Chuck Webster’s title for his third solo exhibition at Zieher Smith, “My Small Adventures,” suits the show perfectly. These oil paintings on wood panel are of modest size (many under 20 inches square) and seem to reflect private explorations of both the external world and the psyche.
At first glance, the quirky, cartoonlike quality of Webster’s semiabstractions may seem more trendy than profound. With a little scrutiny, however, this impression is mitigated by the ambiguity of the subject matter—which, like all good abstraction, seems to be filled with meaning while actually signifying no specific thing. Points of reference are also ambiguous: often biomorphic, other times jagged, these emblematic symbols could just as easily be co-opted from early tribal paintings as could represent signals channeled from a simpler, postapocalyptic future. Mine (all works 2011) is a series of looping arched red lines on a whitish ground that might be a hill, a burial mound, the entrance to a cavern or cathedral, a wave—or nothing more than a bunch of Op-like stripes run amok. In Float, intertwined banana-colored arches seem to be levitating over the earth. The subject of Ship of Fools hovers in midair, resembling a spiky crown as much as a boat.
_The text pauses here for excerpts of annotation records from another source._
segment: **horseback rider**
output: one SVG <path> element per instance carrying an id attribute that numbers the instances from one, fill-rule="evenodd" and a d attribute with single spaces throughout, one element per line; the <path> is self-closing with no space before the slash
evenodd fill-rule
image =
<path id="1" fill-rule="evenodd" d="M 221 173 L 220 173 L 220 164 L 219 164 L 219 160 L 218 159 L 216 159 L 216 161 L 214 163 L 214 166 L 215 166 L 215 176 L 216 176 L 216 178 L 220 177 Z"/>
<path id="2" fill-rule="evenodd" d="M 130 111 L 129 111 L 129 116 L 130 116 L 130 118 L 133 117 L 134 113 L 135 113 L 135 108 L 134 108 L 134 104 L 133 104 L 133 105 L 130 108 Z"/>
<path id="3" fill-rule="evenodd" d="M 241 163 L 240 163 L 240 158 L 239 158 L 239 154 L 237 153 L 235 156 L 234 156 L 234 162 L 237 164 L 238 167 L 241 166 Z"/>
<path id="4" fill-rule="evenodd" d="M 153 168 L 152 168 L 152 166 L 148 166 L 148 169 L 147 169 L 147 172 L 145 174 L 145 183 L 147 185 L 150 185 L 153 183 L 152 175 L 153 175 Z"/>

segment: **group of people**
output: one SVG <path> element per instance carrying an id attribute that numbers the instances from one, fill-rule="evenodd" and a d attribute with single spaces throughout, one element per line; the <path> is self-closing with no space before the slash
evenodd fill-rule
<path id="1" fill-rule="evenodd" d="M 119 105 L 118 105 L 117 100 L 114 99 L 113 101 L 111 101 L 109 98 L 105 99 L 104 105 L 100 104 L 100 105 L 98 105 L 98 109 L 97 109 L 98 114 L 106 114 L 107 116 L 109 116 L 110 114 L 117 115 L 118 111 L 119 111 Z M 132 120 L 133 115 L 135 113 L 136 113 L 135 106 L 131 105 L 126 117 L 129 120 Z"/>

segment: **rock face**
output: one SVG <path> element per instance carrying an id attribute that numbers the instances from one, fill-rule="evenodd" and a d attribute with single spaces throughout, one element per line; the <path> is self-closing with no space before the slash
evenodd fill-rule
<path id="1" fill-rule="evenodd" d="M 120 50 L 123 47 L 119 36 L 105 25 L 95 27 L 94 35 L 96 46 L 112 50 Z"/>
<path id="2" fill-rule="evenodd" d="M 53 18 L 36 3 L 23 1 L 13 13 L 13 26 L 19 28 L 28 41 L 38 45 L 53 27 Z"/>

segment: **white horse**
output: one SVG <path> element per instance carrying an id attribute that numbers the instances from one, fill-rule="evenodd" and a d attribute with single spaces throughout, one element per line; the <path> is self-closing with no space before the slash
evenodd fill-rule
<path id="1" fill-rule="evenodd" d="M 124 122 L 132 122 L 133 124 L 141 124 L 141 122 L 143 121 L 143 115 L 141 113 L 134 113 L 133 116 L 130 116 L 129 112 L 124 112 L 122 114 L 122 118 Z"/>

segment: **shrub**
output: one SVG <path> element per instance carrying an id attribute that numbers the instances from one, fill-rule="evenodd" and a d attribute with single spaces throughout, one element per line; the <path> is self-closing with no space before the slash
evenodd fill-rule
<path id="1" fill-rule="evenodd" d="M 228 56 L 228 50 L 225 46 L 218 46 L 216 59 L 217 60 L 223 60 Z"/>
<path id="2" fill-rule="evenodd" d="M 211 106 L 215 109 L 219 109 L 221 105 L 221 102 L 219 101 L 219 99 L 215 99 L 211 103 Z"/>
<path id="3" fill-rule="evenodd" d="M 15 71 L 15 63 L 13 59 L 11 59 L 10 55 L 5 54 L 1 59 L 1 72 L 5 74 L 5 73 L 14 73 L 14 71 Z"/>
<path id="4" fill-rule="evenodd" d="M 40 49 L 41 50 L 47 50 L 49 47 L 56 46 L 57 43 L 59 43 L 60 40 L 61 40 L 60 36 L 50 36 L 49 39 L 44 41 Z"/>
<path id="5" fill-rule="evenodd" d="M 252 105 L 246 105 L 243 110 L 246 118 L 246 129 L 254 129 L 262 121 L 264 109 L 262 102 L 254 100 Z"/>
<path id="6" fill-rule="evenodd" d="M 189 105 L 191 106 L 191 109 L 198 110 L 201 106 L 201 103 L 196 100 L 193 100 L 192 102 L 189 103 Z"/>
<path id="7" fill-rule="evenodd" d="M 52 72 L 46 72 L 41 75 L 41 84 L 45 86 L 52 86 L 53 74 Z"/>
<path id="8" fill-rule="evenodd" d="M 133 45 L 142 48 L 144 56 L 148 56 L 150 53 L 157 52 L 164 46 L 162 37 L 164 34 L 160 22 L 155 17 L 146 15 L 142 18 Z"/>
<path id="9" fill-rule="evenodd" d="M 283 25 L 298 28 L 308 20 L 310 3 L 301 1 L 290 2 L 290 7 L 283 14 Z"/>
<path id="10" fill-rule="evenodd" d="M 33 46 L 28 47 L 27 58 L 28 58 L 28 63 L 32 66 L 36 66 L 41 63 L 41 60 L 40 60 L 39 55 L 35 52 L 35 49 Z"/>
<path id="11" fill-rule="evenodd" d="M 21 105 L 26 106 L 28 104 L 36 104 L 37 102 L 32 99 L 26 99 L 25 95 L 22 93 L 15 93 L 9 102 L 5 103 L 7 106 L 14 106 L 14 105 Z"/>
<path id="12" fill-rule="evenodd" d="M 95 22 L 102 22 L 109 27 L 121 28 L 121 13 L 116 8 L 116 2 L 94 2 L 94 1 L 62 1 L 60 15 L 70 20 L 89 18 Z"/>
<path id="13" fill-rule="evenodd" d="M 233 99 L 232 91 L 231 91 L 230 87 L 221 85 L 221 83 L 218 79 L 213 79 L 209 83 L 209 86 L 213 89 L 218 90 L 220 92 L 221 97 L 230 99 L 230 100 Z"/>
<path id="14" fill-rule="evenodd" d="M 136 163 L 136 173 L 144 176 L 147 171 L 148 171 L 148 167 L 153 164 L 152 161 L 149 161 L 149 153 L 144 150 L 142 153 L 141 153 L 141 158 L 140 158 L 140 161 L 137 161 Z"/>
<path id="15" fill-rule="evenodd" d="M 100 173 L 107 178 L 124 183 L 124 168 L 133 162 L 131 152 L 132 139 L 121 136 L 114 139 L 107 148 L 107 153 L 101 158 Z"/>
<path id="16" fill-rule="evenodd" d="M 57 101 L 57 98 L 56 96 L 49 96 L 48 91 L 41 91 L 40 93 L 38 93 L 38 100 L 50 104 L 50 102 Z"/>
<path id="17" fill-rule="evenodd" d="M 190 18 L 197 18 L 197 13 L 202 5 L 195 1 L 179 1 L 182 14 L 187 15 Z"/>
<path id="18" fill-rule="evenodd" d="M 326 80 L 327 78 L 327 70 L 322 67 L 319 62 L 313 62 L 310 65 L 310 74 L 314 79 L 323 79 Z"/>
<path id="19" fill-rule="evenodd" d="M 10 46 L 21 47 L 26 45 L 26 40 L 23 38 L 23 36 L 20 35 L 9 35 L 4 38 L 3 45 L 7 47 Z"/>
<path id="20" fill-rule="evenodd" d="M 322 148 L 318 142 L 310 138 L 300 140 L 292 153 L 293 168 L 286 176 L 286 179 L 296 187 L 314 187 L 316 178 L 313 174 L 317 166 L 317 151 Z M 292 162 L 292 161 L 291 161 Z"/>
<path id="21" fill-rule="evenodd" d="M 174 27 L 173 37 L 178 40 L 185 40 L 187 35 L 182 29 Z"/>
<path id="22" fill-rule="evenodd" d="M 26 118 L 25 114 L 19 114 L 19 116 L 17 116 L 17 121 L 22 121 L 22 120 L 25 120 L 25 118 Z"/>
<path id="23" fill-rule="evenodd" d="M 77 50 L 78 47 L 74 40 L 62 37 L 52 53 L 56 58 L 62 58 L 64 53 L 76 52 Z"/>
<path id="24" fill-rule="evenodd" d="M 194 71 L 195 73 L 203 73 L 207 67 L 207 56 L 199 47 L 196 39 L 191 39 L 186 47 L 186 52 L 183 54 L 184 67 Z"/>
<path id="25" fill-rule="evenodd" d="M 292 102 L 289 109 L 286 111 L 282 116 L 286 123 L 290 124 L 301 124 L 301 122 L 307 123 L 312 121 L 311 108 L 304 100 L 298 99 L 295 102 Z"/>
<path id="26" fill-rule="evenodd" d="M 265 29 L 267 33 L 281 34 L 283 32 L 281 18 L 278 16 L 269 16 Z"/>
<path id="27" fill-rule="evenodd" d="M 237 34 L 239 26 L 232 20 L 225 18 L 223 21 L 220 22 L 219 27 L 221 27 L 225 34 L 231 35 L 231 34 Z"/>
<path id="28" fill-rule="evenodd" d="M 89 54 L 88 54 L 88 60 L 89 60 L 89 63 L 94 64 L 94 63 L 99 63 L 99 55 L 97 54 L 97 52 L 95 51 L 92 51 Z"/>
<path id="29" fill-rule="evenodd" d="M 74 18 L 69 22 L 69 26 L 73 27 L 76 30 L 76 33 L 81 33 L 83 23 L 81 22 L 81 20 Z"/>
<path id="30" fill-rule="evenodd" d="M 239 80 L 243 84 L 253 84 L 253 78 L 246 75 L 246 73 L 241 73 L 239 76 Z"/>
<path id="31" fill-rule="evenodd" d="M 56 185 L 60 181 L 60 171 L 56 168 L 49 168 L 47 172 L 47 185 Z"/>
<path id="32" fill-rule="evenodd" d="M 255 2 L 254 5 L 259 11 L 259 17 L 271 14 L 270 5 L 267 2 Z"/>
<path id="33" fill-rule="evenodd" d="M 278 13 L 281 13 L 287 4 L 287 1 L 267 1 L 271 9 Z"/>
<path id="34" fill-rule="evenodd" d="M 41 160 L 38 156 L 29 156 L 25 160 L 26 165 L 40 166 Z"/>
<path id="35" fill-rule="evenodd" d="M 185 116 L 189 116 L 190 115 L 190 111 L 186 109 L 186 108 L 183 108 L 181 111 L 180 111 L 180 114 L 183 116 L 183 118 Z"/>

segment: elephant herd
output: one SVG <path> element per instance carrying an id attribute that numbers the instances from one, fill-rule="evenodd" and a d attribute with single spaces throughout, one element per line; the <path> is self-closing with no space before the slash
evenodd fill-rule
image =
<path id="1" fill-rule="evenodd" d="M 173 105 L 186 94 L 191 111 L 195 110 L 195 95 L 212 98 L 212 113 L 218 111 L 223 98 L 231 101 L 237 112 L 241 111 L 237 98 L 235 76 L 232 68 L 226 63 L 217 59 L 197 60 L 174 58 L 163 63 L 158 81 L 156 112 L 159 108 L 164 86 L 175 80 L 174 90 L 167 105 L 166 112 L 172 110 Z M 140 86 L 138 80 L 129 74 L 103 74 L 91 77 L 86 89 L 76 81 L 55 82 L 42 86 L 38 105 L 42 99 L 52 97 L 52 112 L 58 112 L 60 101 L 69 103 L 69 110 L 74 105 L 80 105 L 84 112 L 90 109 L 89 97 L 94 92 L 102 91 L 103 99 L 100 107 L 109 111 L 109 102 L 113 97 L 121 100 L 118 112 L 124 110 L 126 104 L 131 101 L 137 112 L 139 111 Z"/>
Webster makes no attempt at compositional tension. Elements are not placed with regard to formal concerns, but put smack in the middle. In some works, there is nothing but open space; in others there is an implied landscapelike horizon. Yet despite this purposeful lack of complexity and Webster’s flat, rather deadpan rendering of simple images, the paintings seem to quiver with an inner agitation. The more one looks at them, the more discomfited they appear; perhaps, through his use of repetition, Webster sets up an expectation of regularity that’s continually thwarted by slight deviations. For Rampart, he has used red paint to draw a pattern of small arches (think fish scales), each of which contains within it a flat black dot. Because none of the dots are quite the same size, they begin to take on personality, each vying for attention, like a choir of beseeching souls. Held is positively anguished: two blobby anthropomorphic headlike forms merged together by what appear to be two sets of five grasping fingers, weirdly all the same length and desperately intertwined.
The artist slows the viewer down by providing rich, painterly surfaces that reward the sustained contemplation his work requires. Webster’s backgrounds may look washy from a distance, but up close one sees layers of paint that have been built up and then sanded, scraped and buffed into a waxy, satiny sheen. The sense of materiality adds subtle complexity without being overwhelming, and the colors Webster chooses are bright and clear.
These paintings are as buoyant as they are disconcerting. While they each stand on their own, experiencing them collectively is like being bombarded with coded messages from some surreal netherworld where optimism and pessimism are constantly battling for control, and there is no resolution in sight.
Photo: Chuck Webster: Ship of Fools, 2011, oil on panel, 18 by 16 inches; at Zieher Smith.